One teacher named in the complaint, who requested anonymity due to safety concerns, said she has been “targeted and harassed” since she hung up a Palestinian flag in her classroom window in November. According to the teacher, a woman unassociated with the teacher’s school photographed the flag then submitted the teacher’s personal information and place of work to a national list of “soliciting harassment”. According to the teacher, this prompted thousands of phone calls, some containing threats, to her school from around the country that demanded the flag be taken down. The teacher said she no longer feels safe since her personal information was released.
“I find these accusations (in the complaint) … a direct attack on my reputation and an attempt to erase the affirmative experience of hundreds of children I’ve taught over the 19 years in this district. To feel discomfort is one thing, but to be in an unsafe situation is another,” the teacher said. “It appears that they scrambled up a lot of lies, different rumors and pieces of real incidents that have happened to different people, edited it, collaged it up, added several fabricated details, pinned targets on certain teachers, then put it all back together like a creative writing piece to counterfeit an entirely different reality.”

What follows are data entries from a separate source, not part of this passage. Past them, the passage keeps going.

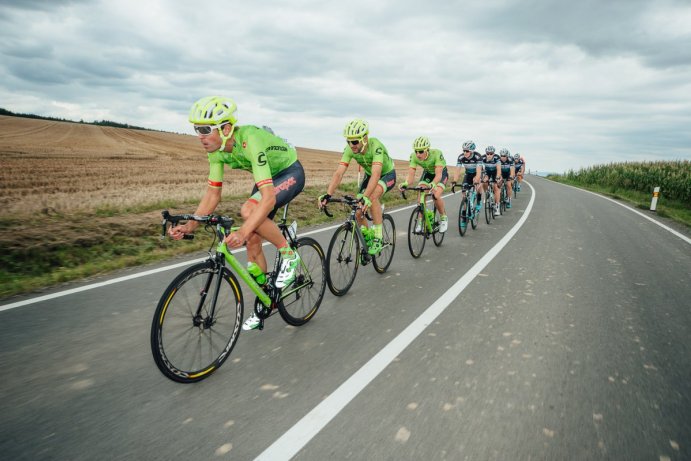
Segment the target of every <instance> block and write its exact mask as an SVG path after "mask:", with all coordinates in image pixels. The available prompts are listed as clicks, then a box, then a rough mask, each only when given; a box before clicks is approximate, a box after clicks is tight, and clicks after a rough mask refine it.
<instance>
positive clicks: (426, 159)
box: [410, 149, 446, 174]
mask: <svg viewBox="0 0 691 461" xmlns="http://www.w3.org/2000/svg"><path fill="white" fill-rule="evenodd" d="M418 166H421V167H422V169H423V170H425V172H426V173H431V174H434V172H435V171H434V170H435V168H436V167H438V166H441V167H445V166H446V160H445V159H444V154H442V153H441V151H440V150H439V149H430V150H429V155H428V156H427V158H426V159H425V160H420V159H419V158H418V157H417V155H416V154H415V152H413V153H412V154H410V168H417V167H418Z"/></svg>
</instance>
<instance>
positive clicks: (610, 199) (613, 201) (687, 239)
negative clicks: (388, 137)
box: [548, 180, 691, 245]
mask: <svg viewBox="0 0 691 461" xmlns="http://www.w3.org/2000/svg"><path fill="white" fill-rule="evenodd" d="M548 181H549V180H548ZM552 182H553V183H554V184H559V185H562V186H566V187H570V188H572V189H576V190H579V191H581V192H587V193H588V194H593V195H595V196H597V197H600V198H603V199H605V200H609V201H610V202H612V203H616V204H617V205H619V206H620V207H623V208H626V209H627V210H629V211H632V212H634V213H636V214H637V215H639V216H641V217H643V218H645V219H647V220H648V221H650V222H652V223H654V224H657V225H658V226H660V227H662V228H663V229H664V230H666V231H668V232H670V233H672V234H674V235H676V236H677V237H679V238H680V239H682V240H683V241H685V242H686V243H688V244H689V245H691V238H688V237H687V236H685V235H684V234H682V233H681V232H677V231H675V230H674V229H672V228H671V227H668V226H666V225H664V224H662V223H661V222H660V221H657V220H655V219H653V218H651V217H650V216H647V215H645V214H643V213H641V212H640V211H638V210H636V209H633V208H631V207H630V206H628V205H624V204H623V203H620V202H617V201H616V200H614V199H611V198H609V197H606V196H604V195H601V194H598V193H597V192H592V191H589V190H586V189H581V188H580V187H576V186H572V185H571V184H563V183H560V182H557V181H552Z"/></svg>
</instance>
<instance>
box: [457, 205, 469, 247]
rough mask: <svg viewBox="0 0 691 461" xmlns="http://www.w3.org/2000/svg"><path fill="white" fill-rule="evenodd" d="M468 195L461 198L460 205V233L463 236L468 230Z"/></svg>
mask: <svg viewBox="0 0 691 461" xmlns="http://www.w3.org/2000/svg"><path fill="white" fill-rule="evenodd" d="M468 211H469V210H468V197H466V196H465V195H464V196H463V198H461V205H460V206H459V207H458V233H459V234H461V237H463V236H464V235H465V233H466V231H467V230H468V221H469V219H468Z"/></svg>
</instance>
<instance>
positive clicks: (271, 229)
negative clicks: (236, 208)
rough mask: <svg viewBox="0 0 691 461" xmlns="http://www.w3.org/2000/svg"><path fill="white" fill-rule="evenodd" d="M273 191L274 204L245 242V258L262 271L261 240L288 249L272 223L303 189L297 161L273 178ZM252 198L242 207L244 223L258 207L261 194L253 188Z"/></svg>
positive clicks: (275, 245) (275, 223) (275, 246)
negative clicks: (247, 259)
mask: <svg viewBox="0 0 691 461" xmlns="http://www.w3.org/2000/svg"><path fill="white" fill-rule="evenodd" d="M273 183H274V191H275V193H276V203H275V205H274V207H273V209H272V210H271V211H270V212H269V214H268V215H267V217H266V218H265V219H264V221H263V222H262V223H261V224H259V226H258V227H257V229H256V230H255V234H257V235H252V236H251V237H250V238H249V239H248V240H247V258H248V260H250V261H254V262H256V263H257V264H258V265H259V266H260V267H261V268H262V270H263V271H265V272H266V270H267V267H266V266H267V263H266V258H265V256H264V251H263V250H262V246H261V244H262V238H264V239H266V240H268V241H269V242H271V243H272V244H273V245H274V246H275V247H276V248H278V249H279V250H280V249H283V248H287V247H288V242H286V239H285V237H283V234H282V233H281V231H280V229H279V228H278V225H276V223H275V222H274V221H273V218H274V216H275V215H276V212H277V211H278V210H279V209H280V208H282V207H283V206H285V205H286V204H287V203H289V202H290V201H291V200H292V199H294V198H295V197H296V196H297V195H298V194H299V193H300V192H302V189H303V188H304V187H305V171H304V170H303V168H302V165H301V164H300V162H299V161H296V162H295V163H293V164H292V165H291V166H289V167H288V168H286V169H285V170H283V171H281V172H280V173H279V174H277V175H276V177H275V178H273ZM252 192H253V193H252V196H251V197H250V198H249V199H248V200H247V202H245V204H244V205H243V206H242V209H241V214H242V217H243V219H244V220H245V221H246V220H247V219H248V218H249V216H250V215H251V214H252V212H253V211H254V210H255V209H256V207H257V206H259V202H260V201H261V193H260V192H259V191H258V190H257V187H256V186H255V187H254V189H253V190H252Z"/></svg>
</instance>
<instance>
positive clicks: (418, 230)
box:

BUSD has stated that they will cooperate fully with the Office of Civil Rights.
“Inherent in any commitment to equity must be a willingness to listen, to reflect, and to work in community,” Superintendent Enikia Ford Morthel said at a school board meeting on March 6th. She added, “As such, we consider an office of civil rights complaint as an opportunity to further examine our practices, procedures, and policies, and to ensure compliance with federal laws and to make sure that we are truly advancing towards our mission and our values for all of our students.”
This article was updated on Friday, March 22 at 10:51 PM to include the community response to one of the allegations listed in the complaint.